With the goal to further boost the RPP using the P_DH-based expression system, also osmotic shock was applied to the PS approach to increase P_DH activation. Again, shake-flask conditions were reproduced in the bioreactor, performing a pulse of KCl solution at the beginning of the induction phase to get a middle and high osmolarity of 0.3 and 0.6 M, respectively. The conductivities measured during the induction phase was 45.5 and 82.4 mS/cm, respectively, which were in line with measurements of shake-flask cultivations. The results of PS fed-batch cultivation at middle (PS-middle) and high (PS-high) osmolarity were compared to the standard PS cultivation (16.5 mS/cm), in terms of total biomass and CalB produced.

Practically, no differences were observed in total biomass and CalB titer during the biomass production phase of all three fed-batch cultivations (Figure 6), exhibiting the high reproducibility of the platform used. Unfortunately, no remarkable differences in CalB titer were observed between PS and PS-middle cultivations, while the performance of PS-high cultivation suggested that the high osmolarity caused a detrimental effect. In fact, when the pulse of KCL solution was added to PS-high cultivation, a slight decrease in total biomass was observed (10%) and a markedly lower final CalB production was achieved. However, no evident cell lyses in PS-high cultivation was detected by SDS-PAGE (Supplementary File S1: Supplementary Figure S3) although the foaming observed right after the KCl solution pulse. Moreover, the lower lipolytic activity of PS-high cultivation was consistent with protein band intensity in the SDS-PAGE.

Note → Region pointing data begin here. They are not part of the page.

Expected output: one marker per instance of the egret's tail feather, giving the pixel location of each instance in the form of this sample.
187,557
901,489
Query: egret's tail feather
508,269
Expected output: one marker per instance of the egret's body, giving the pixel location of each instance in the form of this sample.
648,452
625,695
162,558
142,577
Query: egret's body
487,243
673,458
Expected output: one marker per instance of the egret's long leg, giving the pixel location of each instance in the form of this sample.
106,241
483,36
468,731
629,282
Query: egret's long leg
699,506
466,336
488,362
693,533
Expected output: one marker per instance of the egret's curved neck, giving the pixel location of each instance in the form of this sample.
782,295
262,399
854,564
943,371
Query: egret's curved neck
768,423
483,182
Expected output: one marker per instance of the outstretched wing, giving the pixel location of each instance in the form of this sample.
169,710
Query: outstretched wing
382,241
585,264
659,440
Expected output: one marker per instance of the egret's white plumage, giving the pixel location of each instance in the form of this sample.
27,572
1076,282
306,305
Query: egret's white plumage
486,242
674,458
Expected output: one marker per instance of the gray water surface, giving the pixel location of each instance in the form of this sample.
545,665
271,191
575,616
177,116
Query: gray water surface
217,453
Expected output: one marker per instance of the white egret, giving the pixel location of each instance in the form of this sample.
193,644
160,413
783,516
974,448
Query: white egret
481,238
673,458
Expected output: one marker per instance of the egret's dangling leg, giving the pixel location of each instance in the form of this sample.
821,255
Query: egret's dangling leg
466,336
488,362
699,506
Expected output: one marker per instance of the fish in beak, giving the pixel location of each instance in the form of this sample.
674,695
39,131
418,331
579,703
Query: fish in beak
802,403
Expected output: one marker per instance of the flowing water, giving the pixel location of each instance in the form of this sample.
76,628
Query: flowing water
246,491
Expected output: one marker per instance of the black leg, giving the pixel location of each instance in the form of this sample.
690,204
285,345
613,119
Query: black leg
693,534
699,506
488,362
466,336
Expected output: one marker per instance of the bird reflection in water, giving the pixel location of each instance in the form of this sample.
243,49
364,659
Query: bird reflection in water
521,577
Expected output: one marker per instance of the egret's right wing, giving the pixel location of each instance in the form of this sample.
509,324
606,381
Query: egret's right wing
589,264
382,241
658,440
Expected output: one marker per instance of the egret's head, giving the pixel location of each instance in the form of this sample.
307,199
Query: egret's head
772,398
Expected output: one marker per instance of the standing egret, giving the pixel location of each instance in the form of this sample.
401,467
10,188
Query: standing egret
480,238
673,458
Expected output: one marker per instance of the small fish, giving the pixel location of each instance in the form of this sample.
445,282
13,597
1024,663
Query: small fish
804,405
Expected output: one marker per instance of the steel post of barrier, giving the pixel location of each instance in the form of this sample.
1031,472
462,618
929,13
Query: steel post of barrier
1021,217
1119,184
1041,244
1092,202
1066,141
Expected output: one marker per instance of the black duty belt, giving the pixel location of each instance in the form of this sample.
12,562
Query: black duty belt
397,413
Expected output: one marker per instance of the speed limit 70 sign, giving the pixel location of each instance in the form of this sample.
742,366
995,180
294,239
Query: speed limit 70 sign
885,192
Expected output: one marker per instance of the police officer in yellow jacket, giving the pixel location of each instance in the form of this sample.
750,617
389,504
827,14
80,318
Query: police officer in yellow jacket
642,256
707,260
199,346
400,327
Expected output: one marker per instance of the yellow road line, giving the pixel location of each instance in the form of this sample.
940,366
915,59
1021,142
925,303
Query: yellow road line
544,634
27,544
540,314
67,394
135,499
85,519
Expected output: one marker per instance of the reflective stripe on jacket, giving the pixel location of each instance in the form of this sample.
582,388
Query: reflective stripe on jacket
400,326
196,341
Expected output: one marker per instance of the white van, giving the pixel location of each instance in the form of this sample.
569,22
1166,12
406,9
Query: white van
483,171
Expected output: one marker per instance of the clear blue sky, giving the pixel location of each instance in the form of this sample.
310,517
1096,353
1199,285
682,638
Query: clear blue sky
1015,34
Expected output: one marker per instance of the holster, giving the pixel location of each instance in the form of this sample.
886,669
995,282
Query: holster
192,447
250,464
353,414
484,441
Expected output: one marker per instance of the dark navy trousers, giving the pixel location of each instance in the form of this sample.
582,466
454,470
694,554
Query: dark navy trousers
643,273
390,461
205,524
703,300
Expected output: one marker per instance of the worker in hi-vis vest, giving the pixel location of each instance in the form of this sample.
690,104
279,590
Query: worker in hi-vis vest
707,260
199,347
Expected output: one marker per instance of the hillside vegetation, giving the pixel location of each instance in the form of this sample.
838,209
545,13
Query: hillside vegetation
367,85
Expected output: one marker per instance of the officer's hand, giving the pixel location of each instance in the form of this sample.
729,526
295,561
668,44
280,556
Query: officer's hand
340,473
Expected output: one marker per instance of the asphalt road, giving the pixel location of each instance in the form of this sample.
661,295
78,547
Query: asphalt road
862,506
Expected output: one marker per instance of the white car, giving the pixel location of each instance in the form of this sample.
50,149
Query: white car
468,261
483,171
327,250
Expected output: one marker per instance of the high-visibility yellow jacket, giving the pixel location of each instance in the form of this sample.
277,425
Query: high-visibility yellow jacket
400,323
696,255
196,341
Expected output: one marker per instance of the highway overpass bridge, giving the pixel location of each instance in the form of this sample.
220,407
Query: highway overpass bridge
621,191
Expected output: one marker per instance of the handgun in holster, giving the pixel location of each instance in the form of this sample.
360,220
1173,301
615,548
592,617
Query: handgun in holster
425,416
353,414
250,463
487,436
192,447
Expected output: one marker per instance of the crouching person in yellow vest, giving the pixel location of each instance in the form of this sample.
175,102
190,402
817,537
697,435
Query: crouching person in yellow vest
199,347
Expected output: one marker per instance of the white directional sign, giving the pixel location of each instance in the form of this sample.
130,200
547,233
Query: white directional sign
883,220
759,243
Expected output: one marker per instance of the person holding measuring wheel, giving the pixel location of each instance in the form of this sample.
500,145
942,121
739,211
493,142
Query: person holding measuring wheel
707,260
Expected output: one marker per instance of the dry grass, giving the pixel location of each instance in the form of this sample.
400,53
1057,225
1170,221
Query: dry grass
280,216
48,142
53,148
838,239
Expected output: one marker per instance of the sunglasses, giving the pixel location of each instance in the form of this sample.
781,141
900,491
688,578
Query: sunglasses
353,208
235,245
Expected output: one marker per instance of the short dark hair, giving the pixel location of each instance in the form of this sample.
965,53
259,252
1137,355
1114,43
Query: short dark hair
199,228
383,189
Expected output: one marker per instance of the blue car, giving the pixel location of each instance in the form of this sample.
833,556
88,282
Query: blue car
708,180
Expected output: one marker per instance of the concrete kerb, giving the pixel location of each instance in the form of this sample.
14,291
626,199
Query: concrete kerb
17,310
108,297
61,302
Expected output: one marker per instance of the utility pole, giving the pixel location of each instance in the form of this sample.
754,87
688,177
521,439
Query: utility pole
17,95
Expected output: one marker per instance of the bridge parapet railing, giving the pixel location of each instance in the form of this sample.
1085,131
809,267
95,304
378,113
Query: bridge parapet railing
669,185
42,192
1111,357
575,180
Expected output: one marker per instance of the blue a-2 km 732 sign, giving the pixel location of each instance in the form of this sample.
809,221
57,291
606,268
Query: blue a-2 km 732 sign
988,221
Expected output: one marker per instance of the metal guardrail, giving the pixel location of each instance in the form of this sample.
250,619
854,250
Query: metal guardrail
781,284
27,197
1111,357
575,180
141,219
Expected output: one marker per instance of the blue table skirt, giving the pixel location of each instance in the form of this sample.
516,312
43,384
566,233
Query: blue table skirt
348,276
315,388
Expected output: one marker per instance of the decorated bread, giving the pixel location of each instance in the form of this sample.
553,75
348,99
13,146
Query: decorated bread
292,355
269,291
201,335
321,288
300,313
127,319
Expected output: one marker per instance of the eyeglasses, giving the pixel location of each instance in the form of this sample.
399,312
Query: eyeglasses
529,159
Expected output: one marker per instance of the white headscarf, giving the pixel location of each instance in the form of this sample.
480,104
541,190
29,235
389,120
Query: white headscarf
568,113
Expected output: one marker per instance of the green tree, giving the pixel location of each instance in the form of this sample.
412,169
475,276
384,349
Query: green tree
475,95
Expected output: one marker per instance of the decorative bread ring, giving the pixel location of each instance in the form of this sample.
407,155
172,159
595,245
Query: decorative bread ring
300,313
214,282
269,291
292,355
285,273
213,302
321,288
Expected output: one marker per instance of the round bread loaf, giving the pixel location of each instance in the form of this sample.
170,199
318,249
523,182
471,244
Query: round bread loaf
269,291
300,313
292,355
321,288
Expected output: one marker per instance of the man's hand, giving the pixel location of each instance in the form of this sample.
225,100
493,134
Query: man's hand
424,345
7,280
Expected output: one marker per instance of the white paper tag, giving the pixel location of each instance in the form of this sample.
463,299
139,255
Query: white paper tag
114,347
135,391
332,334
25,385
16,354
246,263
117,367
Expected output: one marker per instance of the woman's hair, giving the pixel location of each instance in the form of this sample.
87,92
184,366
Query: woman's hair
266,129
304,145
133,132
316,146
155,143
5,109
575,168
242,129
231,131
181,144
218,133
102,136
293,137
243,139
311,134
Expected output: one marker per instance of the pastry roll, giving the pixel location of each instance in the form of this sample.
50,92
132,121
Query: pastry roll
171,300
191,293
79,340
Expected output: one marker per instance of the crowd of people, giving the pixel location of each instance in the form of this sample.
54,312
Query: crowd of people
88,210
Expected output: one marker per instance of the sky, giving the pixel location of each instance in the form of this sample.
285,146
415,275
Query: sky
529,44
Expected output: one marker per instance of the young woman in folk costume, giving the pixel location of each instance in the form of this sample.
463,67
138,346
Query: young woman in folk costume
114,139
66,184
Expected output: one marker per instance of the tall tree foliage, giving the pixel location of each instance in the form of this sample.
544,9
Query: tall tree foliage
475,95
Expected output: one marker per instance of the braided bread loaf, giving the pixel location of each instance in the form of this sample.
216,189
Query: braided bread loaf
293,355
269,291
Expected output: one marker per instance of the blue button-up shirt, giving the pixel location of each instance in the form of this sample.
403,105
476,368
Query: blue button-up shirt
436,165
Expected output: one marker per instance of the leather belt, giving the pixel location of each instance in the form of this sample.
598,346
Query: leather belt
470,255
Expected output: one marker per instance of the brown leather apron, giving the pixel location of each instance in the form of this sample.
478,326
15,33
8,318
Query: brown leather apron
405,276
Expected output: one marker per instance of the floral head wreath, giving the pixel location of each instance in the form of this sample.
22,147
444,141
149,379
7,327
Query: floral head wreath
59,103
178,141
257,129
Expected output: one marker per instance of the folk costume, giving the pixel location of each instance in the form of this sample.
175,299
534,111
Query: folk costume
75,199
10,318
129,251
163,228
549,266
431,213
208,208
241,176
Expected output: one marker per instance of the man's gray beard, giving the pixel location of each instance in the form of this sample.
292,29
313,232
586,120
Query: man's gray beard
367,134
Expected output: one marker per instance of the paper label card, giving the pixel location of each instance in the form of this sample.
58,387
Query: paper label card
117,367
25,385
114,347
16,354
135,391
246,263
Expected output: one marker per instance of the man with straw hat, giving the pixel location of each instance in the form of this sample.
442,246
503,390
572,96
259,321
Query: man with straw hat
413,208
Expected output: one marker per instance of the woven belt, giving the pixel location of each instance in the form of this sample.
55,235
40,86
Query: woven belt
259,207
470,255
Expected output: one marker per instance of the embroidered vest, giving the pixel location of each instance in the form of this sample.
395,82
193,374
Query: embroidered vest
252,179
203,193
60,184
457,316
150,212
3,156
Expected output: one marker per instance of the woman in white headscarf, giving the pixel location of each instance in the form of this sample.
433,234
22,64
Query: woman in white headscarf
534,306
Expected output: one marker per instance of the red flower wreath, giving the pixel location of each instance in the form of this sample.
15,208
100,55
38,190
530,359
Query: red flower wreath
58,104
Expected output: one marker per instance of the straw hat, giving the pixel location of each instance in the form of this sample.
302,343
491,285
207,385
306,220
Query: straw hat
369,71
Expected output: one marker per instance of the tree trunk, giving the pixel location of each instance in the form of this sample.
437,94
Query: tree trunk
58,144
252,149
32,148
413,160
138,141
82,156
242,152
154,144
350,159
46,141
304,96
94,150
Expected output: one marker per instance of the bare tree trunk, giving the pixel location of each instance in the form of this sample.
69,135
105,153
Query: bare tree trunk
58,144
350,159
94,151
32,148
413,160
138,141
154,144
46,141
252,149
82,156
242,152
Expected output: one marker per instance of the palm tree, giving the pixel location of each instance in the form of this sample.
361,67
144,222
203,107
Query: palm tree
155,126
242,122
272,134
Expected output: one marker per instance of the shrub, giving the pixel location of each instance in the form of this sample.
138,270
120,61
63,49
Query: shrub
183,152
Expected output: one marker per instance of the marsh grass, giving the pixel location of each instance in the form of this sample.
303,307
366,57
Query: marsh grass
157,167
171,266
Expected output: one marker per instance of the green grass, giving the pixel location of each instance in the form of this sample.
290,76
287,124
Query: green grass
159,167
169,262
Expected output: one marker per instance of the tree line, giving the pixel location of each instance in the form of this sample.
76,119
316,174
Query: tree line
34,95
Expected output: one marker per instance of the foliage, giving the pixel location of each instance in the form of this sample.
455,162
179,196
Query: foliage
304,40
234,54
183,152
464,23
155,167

FIGURE 6. Optimization of PDH-C fed-batch cultivations through osmotic shock compared to the benchmark cultivation of PDH-C PS. Biomass and CalB titer evolution over time are represented of PDH-C cultivations at high, middle and low (PS) osmolarity. The errors bars represent the standard deviation of the measurements.

The improvement in CalB production observed in shake-flask scale when cultivating PDH-C at middle osmolarity could not be reproduced in a bench-top bioreactor, since none of the osmolarity strategies tested could further boost the target RPP. Therefore, applying two stresses at the same time, pseudo-starving and osmotic shock, apparently did not have a synergetic effect for the P_DH activation.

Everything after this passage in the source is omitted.